Tuesday, August 3, 2010

My Hippie Socialism

I have moved recently, and my house came with an old Zenith stereo. This has allowed me to acquire the habit of listening to the radio. I like news radio, less talking heads, more back and forth, better moderators. Today they were talking about the new Consumer Protection Agency the U.S. Government established.

They were arguing about the nomination the head the bureau Elizabeth Warren, a supposed enemy of the banks and champion of the people.

The topic got off subject, but as I was sitting there thinking about the upcoming payments to the bank who owns my house, I realized something. Nobody wants to tell people where to spend there money, because America is free.

Freedom causes problems, then we institute taxes, like tobacco and alcohol.

I couldn't afford a mortgage if I owned a car. Nobody in the government is telling people to ditch their car. Yet according to this fun graph, Americans spend 17% of their income on transportation. Do the people getting foreclosed on all over america have a car and if so why isn't Obama telling them to rid themselves of the money pit? I think I remember, he needs the automotive industry to create jobs.

I like to think about politics in an anthropological way often, and prioritize thusly.
#1 Food
#2 Shelter
#3 Transportation
#4 Babies
These are the most needed things in society, and in the american society only one is in crisis... shelter. Housing should be helped by reforming food and shelter.
This is how I would do it.
If you look at the FUN GRAPH above, you could lower health care costs if you increased food costs, you lessen the transportation cost by making local food cheaper. Subsidize the neighboring farmers who are willing to travel to the city to sell their food cheaper then your average grocery.

Transportation- This is tricky but try to follow my naive logic, in New York and large cities on the east coast people spend more of their budget on housing, I wonder why that is?
They have better public transportation! Think if people could reasonably get to and from their daily destinations without driving. But then they would have to walk a few blocks to and from the stations, and that might make them healthier, cutting into the profits of drug companies, who like people fat and sedated.
If the money we used to bailout the car companies was put into building a transportation infrastructure we may end up ahead in the long run. But people can live in their cars, the singer Jewel did it, Mad Money's Jim Cramer did it, and Doc Paskowitz did it. So maybe the housing crisis is really an opportunity for people to experience the open road, like a mix of Little Miss Sunshine and Grapes of Wrath (a often excluded movie from the Road Trip genre).

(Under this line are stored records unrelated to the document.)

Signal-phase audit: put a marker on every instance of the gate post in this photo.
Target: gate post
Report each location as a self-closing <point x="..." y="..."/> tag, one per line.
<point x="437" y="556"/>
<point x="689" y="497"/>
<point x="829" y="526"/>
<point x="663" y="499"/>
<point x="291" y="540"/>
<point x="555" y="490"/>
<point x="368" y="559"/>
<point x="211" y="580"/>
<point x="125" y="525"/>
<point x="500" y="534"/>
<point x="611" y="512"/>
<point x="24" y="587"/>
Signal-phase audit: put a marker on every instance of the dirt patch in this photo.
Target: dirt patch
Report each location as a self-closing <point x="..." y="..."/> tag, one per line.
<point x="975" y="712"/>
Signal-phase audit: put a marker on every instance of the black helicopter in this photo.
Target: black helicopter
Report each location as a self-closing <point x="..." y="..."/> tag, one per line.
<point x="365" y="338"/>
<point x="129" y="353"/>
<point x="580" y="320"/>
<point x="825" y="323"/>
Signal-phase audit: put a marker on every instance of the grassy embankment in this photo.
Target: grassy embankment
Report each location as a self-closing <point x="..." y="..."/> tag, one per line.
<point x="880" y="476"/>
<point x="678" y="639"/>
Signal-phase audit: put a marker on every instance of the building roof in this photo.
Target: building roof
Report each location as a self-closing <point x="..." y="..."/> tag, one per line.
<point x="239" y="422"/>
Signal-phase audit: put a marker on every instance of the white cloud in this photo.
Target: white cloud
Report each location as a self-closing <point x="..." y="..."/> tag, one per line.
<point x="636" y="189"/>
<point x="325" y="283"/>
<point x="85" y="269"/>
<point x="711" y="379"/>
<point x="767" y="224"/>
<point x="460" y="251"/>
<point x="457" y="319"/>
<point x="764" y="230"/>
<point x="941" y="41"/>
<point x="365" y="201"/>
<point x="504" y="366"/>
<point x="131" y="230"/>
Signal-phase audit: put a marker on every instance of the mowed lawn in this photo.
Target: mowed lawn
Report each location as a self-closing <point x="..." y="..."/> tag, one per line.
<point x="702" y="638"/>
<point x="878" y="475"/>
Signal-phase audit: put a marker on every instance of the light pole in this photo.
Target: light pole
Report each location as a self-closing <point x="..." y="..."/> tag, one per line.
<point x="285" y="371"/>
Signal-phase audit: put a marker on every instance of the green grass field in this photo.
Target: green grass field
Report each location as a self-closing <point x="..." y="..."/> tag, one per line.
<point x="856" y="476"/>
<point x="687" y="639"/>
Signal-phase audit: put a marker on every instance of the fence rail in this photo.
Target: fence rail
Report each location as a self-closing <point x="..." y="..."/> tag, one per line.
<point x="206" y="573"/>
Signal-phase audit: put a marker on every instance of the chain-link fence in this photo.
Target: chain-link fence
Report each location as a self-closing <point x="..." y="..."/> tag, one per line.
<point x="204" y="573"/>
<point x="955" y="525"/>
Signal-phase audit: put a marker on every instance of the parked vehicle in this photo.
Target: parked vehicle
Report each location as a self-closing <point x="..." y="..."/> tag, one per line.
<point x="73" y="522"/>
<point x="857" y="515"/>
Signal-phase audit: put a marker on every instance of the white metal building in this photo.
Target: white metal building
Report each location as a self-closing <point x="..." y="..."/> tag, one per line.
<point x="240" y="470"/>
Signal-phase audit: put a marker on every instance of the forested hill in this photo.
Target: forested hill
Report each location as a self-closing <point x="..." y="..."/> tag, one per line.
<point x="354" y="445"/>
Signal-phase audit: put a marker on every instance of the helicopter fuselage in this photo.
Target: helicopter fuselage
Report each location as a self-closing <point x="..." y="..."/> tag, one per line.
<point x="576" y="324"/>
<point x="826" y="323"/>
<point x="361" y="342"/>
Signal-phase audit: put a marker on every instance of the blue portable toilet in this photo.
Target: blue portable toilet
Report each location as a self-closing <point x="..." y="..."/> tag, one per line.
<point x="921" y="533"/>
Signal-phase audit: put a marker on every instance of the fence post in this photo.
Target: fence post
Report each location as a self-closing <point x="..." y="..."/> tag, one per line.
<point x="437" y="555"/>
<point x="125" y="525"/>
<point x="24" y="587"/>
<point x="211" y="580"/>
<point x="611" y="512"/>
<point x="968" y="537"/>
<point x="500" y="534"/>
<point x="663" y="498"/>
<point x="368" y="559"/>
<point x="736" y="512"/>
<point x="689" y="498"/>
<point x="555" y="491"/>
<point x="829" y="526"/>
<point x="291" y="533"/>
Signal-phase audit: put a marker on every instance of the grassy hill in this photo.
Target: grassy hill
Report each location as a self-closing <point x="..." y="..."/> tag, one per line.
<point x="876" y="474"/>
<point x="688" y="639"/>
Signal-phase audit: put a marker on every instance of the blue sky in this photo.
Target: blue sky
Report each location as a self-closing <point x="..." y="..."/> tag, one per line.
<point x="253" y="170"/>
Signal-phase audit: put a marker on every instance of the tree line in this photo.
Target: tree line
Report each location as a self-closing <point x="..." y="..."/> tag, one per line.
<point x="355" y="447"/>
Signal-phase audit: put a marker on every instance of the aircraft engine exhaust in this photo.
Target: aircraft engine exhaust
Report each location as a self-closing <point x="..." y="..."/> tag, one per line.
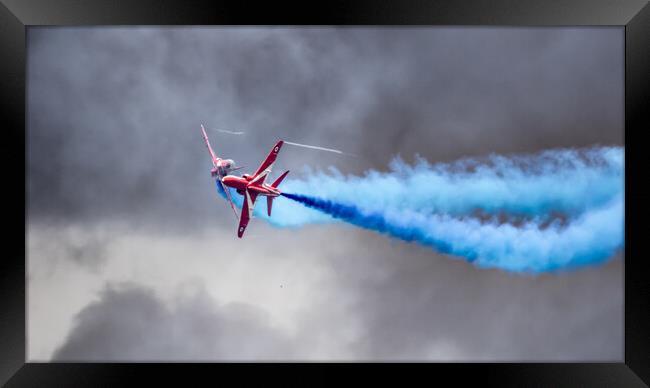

But if we started telling people what to do that would take away the freedom of america, the freedom to be stupid, crazy, fat, lazy, and everything in between. We can't tell alcoholics not to drink because it causes health issues that cost money to the system, just like we can't tell the obese to eat vegetables. We can't tell people to sell their car, junk their TV's and the rid themselves of cable, or never use their expensive energy consuming air conditioner. We like our creature comforts and the ability not to sweat when the world gets hot. We ain't no third world country and we ain't going to live like one.